Alom steun voor Abdallah
door Rob Knijff en Hans Kuitert - AMMAN, dinsdag
Als één man heeft de wereld gisteren,
tijdens een vier uur durende begrafenisplechtigheid, koning Hoessein
bin-Talal ten grave gedragen en zich tegelijkertijd eendrachtig
geschaard achter zijn opvolger, koning Abdallah.

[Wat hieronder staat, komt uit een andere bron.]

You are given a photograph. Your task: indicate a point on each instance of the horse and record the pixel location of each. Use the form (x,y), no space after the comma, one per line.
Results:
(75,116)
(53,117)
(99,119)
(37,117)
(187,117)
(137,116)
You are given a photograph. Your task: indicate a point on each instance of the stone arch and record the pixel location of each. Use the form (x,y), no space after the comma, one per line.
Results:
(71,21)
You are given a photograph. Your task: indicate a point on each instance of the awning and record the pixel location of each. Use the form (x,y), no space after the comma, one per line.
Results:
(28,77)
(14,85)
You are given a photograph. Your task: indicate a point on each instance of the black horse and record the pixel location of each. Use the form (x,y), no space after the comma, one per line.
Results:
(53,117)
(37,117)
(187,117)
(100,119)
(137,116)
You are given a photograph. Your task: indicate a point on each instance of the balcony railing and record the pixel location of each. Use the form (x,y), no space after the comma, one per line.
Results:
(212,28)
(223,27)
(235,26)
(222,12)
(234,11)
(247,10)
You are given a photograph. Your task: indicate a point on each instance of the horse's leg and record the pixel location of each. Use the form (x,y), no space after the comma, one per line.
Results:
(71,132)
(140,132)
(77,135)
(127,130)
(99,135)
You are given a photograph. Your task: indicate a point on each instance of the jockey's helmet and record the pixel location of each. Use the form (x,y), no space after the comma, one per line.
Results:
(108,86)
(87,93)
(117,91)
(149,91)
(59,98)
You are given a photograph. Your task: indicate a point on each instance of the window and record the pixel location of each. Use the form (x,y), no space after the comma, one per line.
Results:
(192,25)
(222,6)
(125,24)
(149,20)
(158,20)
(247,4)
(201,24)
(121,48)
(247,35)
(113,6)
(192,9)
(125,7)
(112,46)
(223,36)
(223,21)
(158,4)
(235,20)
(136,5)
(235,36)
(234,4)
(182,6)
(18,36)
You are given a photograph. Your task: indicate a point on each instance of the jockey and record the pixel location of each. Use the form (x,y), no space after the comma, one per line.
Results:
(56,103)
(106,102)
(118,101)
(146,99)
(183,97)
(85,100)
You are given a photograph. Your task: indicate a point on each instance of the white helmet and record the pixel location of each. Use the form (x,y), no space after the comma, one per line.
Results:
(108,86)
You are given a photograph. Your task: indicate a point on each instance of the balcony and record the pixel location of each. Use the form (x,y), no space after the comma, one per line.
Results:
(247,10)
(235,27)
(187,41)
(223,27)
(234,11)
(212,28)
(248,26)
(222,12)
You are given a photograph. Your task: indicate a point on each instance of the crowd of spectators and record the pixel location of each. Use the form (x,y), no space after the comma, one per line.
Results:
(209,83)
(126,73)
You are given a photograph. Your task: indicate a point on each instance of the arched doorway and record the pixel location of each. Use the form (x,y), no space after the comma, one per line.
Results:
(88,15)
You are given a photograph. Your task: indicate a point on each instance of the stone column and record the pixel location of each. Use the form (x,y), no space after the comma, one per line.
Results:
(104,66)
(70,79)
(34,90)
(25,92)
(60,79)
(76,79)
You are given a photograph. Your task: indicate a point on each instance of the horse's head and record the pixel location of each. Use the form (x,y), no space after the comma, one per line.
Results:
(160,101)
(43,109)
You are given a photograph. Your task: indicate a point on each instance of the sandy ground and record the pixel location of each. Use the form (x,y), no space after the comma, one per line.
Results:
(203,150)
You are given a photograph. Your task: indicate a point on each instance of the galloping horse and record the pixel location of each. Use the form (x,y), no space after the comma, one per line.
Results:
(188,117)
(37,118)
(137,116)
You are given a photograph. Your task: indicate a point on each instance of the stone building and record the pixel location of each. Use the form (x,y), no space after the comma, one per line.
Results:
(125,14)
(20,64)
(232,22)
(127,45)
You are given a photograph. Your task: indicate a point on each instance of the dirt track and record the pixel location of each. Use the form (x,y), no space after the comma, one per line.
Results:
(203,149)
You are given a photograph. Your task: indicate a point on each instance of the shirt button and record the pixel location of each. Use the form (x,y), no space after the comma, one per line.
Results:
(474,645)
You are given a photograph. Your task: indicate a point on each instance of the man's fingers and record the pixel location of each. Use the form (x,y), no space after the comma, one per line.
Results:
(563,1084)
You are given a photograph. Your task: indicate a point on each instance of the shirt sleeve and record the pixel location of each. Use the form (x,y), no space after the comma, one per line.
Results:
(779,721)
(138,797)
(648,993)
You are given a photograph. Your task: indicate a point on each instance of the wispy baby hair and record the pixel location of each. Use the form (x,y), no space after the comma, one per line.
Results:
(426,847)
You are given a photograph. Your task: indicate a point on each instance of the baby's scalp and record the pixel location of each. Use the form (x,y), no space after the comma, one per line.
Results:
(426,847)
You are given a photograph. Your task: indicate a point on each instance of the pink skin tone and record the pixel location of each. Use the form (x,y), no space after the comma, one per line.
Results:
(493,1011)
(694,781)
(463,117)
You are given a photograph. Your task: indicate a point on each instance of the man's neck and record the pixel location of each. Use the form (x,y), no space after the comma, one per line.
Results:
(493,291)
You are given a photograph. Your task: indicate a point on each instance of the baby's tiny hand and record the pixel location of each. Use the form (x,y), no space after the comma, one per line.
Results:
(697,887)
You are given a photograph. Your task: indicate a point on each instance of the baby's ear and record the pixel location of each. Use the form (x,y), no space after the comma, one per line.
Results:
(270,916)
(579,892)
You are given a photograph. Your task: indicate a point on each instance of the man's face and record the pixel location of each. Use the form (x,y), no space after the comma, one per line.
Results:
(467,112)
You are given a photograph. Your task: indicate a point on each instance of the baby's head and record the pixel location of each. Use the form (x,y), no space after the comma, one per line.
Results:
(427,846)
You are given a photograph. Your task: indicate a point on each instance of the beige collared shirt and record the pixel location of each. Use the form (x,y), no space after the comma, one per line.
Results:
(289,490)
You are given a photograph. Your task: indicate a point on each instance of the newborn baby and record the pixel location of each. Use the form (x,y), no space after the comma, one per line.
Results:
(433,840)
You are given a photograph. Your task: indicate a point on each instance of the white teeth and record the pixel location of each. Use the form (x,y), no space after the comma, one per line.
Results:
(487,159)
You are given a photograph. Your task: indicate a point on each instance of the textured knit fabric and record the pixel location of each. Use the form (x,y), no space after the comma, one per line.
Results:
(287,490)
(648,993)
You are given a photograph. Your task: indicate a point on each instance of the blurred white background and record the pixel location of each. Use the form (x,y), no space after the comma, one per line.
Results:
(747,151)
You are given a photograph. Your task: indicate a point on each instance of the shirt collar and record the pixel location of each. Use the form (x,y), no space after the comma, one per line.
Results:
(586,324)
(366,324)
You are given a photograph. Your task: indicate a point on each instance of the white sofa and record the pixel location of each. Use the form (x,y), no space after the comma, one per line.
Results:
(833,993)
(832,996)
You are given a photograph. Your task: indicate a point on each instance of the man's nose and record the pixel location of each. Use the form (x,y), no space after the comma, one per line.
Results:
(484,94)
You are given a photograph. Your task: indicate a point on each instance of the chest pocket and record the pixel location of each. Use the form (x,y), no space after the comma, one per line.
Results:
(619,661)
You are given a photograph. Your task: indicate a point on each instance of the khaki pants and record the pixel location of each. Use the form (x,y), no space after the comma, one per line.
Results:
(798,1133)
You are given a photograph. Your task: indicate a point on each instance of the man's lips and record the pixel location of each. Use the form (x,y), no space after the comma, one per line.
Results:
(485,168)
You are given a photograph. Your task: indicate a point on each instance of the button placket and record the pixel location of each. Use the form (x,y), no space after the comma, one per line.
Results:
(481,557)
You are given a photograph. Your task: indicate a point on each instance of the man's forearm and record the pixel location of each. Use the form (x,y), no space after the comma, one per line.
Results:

Koning Abdallah nam daarop alle tijd staatshoofden en
regeringsleiders uit naam van zijn vader te bedanken voor de vaak
langdurige en uiterst warme relaties.
Daarmee kon het nieuwe Jordaanse staatshoofd meteen de
betrekkingen die zijn vader in 47 jaar tijd heeft opgebouwd,
persoonlijk voortzetten. De Jordaanse televisie zond al deze
ontmoetingen uitgebreid uit, iets dat de 4,3 miljoen treurende
Jordaniërs een hart onder de riem stak.

Amr, de favoriete witte Arabische hengst van wijlen
koning Hoessein wordt meegeleid in de begrafenisstoet, met de laarzen
van zijn meester achterstevoren in de stijgbeugels. Het paard zal nooit
meer worden bereden. FOTO: JOHANNES DALHUIJSEN
Velen in Jordanië waren bevreesd voor de toekomst,
toen hun koningzondag overleed. "Laat Allah ons helpen",
riepen ze, onzeker over de reacties van de wereld op hun nieuwe koning,
nog maar pas aangewezen als troonopvolger.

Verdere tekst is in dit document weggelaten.